“Interesting!”
“Yes. I have an idea that the lean spinster is a heroine. Not the sort of heroine one troubles oneself about, of course. But while they were talking about a certain ‘Nell,’ who is evidently the object of Jordan’s priceless but transient affections just now, I looked into their rooms, their poor little dining-room, their bare, long drawing-room, and I saw such a history of pinched lives and sordid struggles as made me long for pen and paper.”
Clifford groaned.
“It doesn’t take much to make you do that!” he grumbled. “And I don’t think your subject a very interesting one.”

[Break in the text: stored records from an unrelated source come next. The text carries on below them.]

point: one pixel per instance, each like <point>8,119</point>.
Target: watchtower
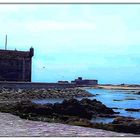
<point>16,65</point>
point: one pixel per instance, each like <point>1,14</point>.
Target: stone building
<point>16,65</point>
<point>87,82</point>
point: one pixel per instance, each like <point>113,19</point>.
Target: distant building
<point>63,82</point>
<point>80,81</point>
<point>16,65</point>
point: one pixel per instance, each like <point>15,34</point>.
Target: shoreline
<point>13,126</point>
<point>116,87</point>
<point>18,96</point>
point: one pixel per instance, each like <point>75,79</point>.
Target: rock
<point>117,100</point>
<point>132,109</point>
<point>126,124</point>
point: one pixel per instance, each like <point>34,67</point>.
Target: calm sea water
<point>121,99</point>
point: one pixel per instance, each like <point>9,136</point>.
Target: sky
<point>94,41</point>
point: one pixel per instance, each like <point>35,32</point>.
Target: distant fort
<point>16,65</point>
<point>16,71</point>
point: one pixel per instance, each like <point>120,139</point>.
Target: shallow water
<point>121,99</point>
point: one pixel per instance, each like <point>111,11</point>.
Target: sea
<point>117,99</point>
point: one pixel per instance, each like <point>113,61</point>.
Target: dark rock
<point>126,125</point>
<point>132,109</point>
<point>117,100</point>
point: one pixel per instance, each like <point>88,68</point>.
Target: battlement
<point>16,65</point>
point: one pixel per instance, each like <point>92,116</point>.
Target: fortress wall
<point>31,85</point>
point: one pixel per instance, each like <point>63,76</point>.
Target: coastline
<point>17,102</point>
<point>117,87</point>
<point>14,126</point>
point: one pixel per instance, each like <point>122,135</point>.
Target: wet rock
<point>117,100</point>
<point>126,124</point>
<point>43,93</point>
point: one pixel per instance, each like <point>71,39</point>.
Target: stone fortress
<point>16,65</point>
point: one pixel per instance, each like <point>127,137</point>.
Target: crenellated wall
<point>16,65</point>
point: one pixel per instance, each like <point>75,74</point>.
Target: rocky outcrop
<point>20,94</point>
<point>62,112</point>
<point>132,109</point>
<point>127,125</point>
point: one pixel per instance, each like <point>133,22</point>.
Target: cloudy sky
<point>93,41</point>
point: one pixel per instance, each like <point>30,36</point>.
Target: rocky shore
<point>12,126</point>
<point>70,111</point>
<point>25,94</point>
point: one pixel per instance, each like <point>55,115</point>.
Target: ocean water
<point>120,99</point>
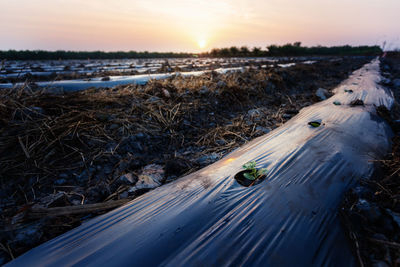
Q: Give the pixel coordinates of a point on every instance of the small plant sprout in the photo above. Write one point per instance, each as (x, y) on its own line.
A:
(253, 173)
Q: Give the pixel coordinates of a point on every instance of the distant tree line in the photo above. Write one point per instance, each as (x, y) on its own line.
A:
(61, 54)
(294, 49)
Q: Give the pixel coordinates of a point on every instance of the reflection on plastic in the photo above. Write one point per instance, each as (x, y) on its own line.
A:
(208, 219)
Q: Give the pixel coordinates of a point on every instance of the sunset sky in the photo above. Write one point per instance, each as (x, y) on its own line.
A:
(194, 25)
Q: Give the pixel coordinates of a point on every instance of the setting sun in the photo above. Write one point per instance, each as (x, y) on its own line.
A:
(201, 43)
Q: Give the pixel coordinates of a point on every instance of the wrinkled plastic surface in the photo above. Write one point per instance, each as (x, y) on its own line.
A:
(208, 219)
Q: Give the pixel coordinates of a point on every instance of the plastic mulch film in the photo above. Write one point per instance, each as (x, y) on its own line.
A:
(208, 219)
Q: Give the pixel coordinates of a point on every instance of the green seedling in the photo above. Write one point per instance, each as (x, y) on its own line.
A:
(314, 124)
(253, 173)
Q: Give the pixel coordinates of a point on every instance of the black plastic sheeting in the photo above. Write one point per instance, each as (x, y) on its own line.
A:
(208, 219)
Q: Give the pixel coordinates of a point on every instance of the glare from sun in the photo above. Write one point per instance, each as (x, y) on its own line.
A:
(201, 43)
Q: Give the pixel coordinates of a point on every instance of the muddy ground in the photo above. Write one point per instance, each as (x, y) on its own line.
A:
(371, 211)
(65, 158)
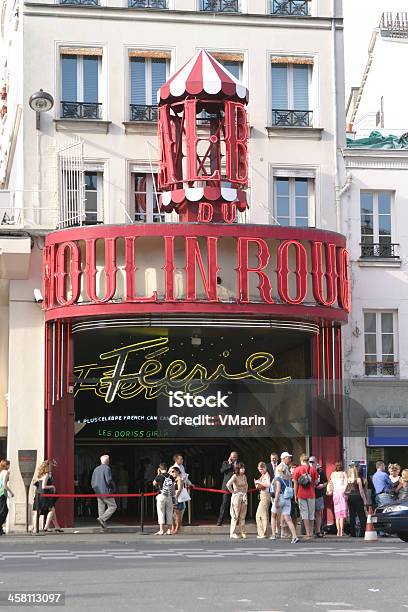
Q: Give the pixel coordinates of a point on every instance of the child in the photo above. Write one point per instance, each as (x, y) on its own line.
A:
(164, 500)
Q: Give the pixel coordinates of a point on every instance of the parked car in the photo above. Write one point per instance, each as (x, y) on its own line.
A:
(392, 519)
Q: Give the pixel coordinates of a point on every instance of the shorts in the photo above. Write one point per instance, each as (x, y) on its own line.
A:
(319, 503)
(307, 509)
(284, 506)
(164, 509)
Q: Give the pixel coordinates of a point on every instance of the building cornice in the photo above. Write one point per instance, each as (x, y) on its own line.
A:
(386, 159)
(40, 9)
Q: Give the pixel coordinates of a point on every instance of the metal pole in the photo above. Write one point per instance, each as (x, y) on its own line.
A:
(27, 494)
(142, 512)
(189, 509)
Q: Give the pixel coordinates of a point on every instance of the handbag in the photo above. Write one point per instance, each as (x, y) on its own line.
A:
(184, 496)
(288, 492)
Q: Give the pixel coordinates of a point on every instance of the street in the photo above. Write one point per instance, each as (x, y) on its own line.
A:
(202, 573)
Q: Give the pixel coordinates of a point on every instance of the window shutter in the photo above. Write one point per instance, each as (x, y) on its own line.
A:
(159, 74)
(301, 88)
(279, 87)
(91, 69)
(69, 78)
(137, 80)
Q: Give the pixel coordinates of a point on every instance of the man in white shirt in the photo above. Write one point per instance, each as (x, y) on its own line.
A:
(179, 463)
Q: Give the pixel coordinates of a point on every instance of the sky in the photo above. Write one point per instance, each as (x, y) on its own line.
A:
(360, 19)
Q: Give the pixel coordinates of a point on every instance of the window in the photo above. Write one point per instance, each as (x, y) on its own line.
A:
(290, 7)
(290, 95)
(376, 224)
(292, 201)
(147, 75)
(220, 6)
(234, 67)
(80, 76)
(379, 343)
(93, 198)
(146, 208)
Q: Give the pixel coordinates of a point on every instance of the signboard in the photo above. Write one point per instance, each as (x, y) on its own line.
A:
(27, 461)
(230, 266)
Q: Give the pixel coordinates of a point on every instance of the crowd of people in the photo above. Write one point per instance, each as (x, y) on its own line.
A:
(286, 492)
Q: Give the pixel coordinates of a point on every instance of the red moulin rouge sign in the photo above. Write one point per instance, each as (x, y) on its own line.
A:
(226, 267)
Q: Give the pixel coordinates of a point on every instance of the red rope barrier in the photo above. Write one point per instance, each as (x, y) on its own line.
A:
(94, 495)
(154, 493)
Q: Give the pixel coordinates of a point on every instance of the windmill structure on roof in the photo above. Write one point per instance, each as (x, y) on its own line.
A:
(203, 132)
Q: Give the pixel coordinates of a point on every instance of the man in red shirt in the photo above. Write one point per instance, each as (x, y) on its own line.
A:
(305, 477)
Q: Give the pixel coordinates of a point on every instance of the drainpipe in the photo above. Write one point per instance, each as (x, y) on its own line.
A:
(338, 191)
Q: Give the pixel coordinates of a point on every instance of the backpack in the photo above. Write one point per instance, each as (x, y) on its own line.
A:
(305, 480)
(167, 486)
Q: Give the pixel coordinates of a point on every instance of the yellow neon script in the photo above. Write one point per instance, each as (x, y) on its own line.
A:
(111, 381)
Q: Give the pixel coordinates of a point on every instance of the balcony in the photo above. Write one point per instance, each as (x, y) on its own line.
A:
(298, 8)
(379, 250)
(79, 2)
(143, 112)
(288, 118)
(81, 110)
(148, 4)
(381, 368)
(220, 6)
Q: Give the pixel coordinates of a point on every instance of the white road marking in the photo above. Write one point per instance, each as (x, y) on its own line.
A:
(332, 603)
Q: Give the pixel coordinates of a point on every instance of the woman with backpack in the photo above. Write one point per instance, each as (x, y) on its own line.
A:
(337, 487)
(282, 503)
(238, 487)
(164, 500)
(263, 485)
(357, 501)
(4, 490)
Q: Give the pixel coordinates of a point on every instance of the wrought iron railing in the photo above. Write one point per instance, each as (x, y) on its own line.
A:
(81, 110)
(379, 250)
(220, 6)
(143, 112)
(157, 4)
(300, 8)
(381, 368)
(80, 2)
(289, 118)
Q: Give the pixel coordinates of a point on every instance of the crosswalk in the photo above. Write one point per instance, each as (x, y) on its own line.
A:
(130, 553)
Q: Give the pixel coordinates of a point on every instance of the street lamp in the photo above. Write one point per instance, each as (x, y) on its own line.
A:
(40, 102)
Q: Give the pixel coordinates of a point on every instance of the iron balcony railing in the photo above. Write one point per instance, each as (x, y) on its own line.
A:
(220, 6)
(81, 110)
(143, 112)
(381, 368)
(299, 8)
(80, 2)
(155, 4)
(372, 250)
(288, 118)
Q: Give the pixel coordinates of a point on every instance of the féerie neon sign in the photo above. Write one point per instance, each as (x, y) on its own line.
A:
(111, 381)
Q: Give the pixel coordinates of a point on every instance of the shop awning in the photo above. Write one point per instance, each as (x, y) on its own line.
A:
(386, 435)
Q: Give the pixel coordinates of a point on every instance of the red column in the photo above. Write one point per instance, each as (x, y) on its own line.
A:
(59, 410)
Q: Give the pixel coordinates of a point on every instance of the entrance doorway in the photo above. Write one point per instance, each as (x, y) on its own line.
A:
(134, 465)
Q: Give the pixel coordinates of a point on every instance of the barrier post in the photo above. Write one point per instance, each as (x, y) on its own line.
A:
(142, 512)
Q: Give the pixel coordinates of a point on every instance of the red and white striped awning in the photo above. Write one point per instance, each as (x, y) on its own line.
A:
(202, 75)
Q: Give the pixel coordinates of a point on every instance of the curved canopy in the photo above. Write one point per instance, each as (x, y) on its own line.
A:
(202, 76)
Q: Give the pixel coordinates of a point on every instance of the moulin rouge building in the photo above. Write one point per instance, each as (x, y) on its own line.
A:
(187, 252)
(207, 305)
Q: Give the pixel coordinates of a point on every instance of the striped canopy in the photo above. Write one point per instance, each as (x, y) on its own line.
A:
(202, 76)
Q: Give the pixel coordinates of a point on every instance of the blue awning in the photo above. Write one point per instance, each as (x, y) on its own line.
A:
(387, 435)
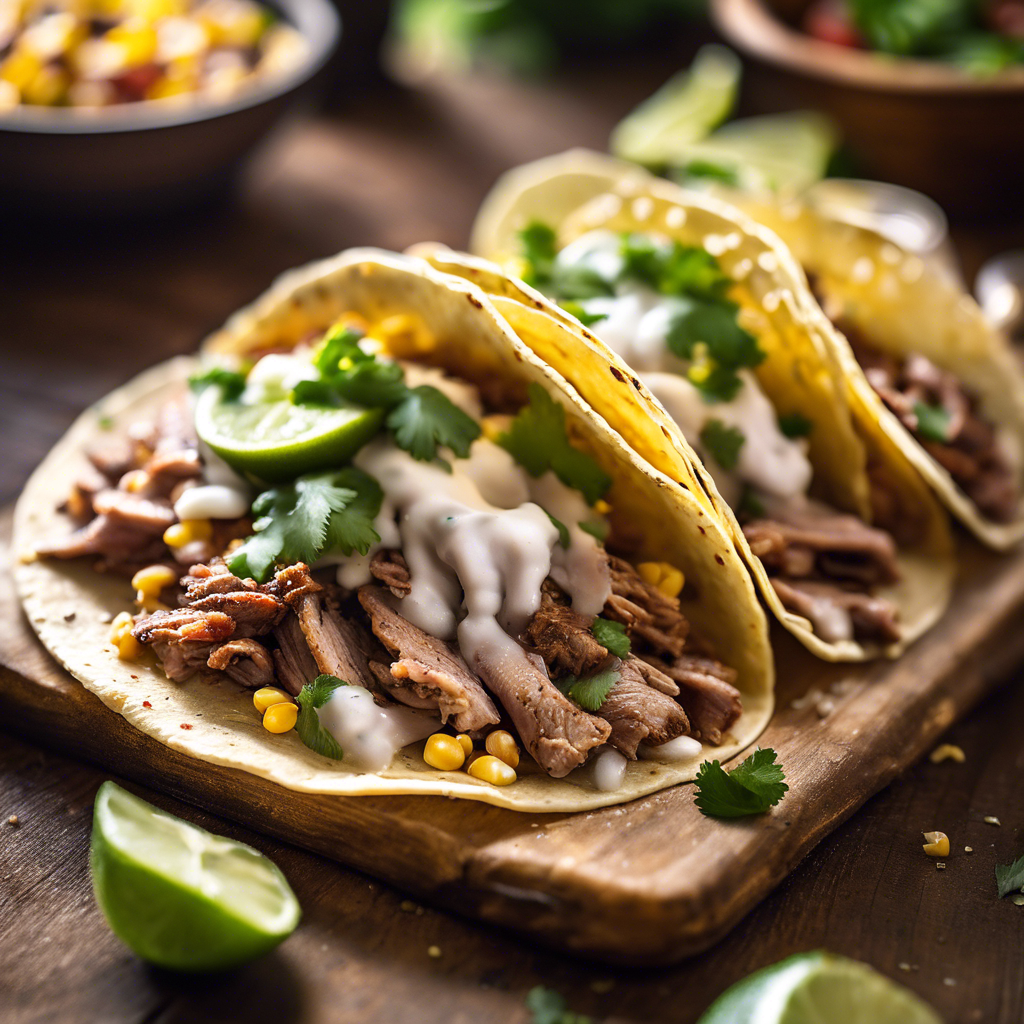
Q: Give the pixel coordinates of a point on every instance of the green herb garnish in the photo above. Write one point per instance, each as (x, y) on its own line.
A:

“Of course you would not. It is not obvious or commonplace or highly-colored enough for you,” retorted Otto. “But to my mind there is something infinitely pathetic in the tattered old coat of this dignified and distinguished-looking old man, and in the darns which the daughter must have lost the brightness of her eyes over.”
“Decidedly, my dear boy, you must do it in poetry, not prose,” said Clifford, mockingly.
Otto would have retorted, but that they had now reached the little bridge over the river Fleet, and were within a few yards of the halfway house.
“This is the place where Jordan spends his afternoons,” said Otto, leading the way to the little inn.
“Let’s have him out.”
The Blue Lion was a very unpretending establishment, old, but without any pretensions to historical or archæological interest, small, inconvenient, and weather-beaten. Standing as it did midway between sleepy Stroan and democratic Courtstairs, it was the house of call for all the carriers, farmers and cattle-drovers all the year round, while in the months of July and August its little bar was thronged with the denizens of the Mile-end Road, who take their pleasure in brakes, with concertinas and howls and discordant songs.